3.MENIERE'S VERTIGO
3.MENIERE'S VERTIGO
Meniere’s disease is a common condition that can be crippling due to the consequences of the vertigo on the patient’s work, family and social life. This syndrome has a wide variety of causes and a very particular triad of clinical symptoms (dizziness, deafness, tinnitus). The progression of the condition is very unpredictable.
The diagnosis is based on four types of argument:
1) The onset of significant rotational vertigo requiring the patient to lie down and accompanied by intense neurovegetative signs: nausea, vomiting, sweating, diarrhoea. The dizziness lasts 2 to 3 hours and leaves the patient feeling exhausted. After the episode, the patient may feel inebriated.
2) Concomitant unilateral auditory signs:
- tinnitus causing a non-pulsating buzzing, whistling or humming sensation.
- perceptive deafness, which, at first, is predominant in low frequencies and fluctuates enormously. This is also accompanied by the feeling of having a blocked ear, fullness or pressure that wanes after an acute attack. As the condition progresses, the deafness worsens, affecting all frequencies, and reaches a hearing loss plateau of 50 to 70dB. This is accompanied by endocochlear signs: apperception impairment, intolerance to loud noises, diplacusis and sound distortion.

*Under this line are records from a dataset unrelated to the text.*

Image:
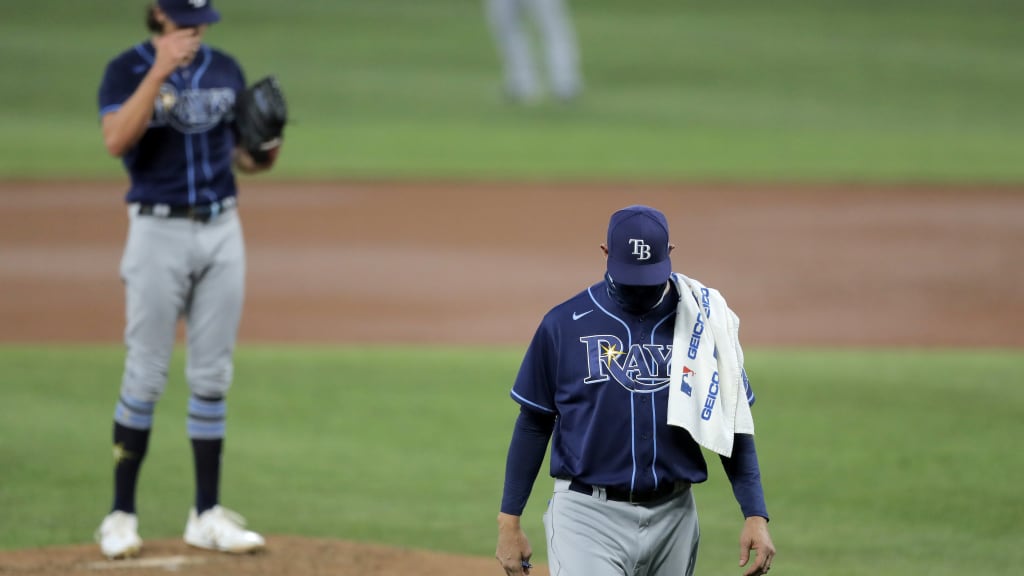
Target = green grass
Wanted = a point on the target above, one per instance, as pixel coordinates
(873, 462)
(743, 90)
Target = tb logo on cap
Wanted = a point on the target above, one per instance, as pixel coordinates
(640, 248)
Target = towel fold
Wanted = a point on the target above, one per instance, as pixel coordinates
(707, 373)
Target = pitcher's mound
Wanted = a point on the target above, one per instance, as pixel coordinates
(285, 556)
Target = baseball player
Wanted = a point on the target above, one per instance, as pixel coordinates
(509, 25)
(166, 107)
(595, 382)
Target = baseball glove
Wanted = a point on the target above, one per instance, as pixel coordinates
(260, 115)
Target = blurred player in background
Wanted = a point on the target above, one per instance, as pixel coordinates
(512, 34)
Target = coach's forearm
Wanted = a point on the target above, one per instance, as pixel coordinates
(744, 475)
(529, 442)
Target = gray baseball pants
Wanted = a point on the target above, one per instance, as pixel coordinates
(513, 38)
(175, 268)
(589, 535)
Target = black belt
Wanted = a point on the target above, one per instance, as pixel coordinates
(198, 212)
(625, 495)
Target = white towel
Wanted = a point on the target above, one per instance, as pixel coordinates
(707, 396)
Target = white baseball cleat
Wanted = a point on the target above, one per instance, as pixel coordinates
(118, 535)
(223, 530)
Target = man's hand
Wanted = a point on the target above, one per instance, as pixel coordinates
(513, 547)
(755, 537)
(175, 49)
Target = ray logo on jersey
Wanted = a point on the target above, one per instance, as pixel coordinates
(192, 111)
(642, 368)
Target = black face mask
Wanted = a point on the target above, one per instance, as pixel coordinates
(635, 299)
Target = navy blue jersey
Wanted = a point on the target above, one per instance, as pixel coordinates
(184, 157)
(604, 373)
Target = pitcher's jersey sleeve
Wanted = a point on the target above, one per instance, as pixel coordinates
(121, 78)
(535, 385)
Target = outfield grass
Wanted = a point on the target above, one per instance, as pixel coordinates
(873, 462)
(677, 89)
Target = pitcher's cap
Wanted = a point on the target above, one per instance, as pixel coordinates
(638, 246)
(189, 12)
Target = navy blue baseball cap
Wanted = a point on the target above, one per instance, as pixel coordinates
(638, 247)
(189, 12)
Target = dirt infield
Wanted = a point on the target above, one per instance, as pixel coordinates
(480, 263)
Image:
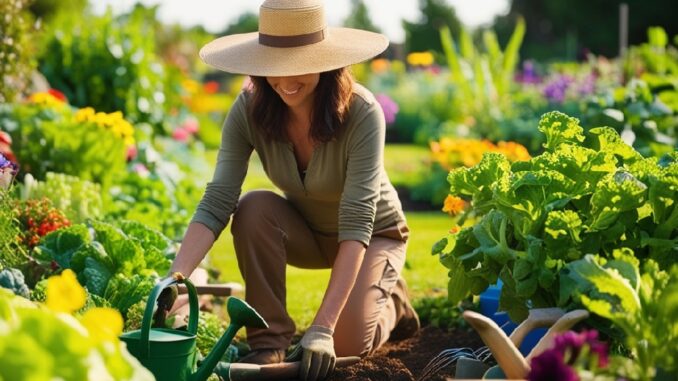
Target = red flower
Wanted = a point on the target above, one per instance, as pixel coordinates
(58, 95)
(211, 87)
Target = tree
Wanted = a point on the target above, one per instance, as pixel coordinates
(247, 22)
(567, 29)
(359, 17)
(424, 34)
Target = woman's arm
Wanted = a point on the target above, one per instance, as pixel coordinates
(344, 273)
(197, 242)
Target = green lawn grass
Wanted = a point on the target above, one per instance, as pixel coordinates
(305, 288)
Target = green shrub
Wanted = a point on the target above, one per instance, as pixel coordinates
(16, 62)
(109, 64)
(49, 136)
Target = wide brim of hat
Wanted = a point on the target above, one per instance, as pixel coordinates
(242, 53)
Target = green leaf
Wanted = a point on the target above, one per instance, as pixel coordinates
(477, 180)
(439, 246)
(560, 128)
(608, 140)
(615, 194)
(614, 290)
(562, 234)
(457, 287)
(60, 245)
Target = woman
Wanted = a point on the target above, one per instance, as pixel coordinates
(320, 138)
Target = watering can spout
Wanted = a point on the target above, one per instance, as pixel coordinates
(241, 314)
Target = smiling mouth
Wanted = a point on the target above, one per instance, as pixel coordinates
(290, 92)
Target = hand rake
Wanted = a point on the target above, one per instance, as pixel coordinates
(537, 318)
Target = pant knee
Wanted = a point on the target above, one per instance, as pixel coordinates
(252, 207)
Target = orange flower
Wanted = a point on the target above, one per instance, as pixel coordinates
(453, 205)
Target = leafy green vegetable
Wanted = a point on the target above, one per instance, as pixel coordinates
(588, 194)
(644, 307)
(123, 292)
(13, 280)
(37, 344)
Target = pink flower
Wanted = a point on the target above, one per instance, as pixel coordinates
(389, 106)
(181, 135)
(131, 152)
(141, 170)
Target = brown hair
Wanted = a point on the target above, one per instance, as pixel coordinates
(332, 97)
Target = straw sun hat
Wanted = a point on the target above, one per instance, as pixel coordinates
(293, 39)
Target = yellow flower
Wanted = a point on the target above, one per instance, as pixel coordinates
(104, 324)
(64, 293)
(46, 99)
(420, 59)
(453, 205)
(84, 115)
(379, 65)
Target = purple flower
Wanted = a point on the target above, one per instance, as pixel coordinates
(588, 85)
(389, 106)
(549, 366)
(574, 342)
(556, 89)
(7, 172)
(4, 164)
(528, 75)
(559, 362)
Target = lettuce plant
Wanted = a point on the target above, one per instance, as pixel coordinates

3) Predisposing factors: patients often have a specific psychological background that includes stress, anxiety, fatigue and emotional trauma. In general, the patients are perfectionists, intelligent and obsessive.
4) Disease progression: the disease’s progression varies greatly. The frequency of the vertigo is unpredictable and varies from one patient to another. It can vary from one to two episodes per week or per month or the vertigo may occur only once a year or every two years.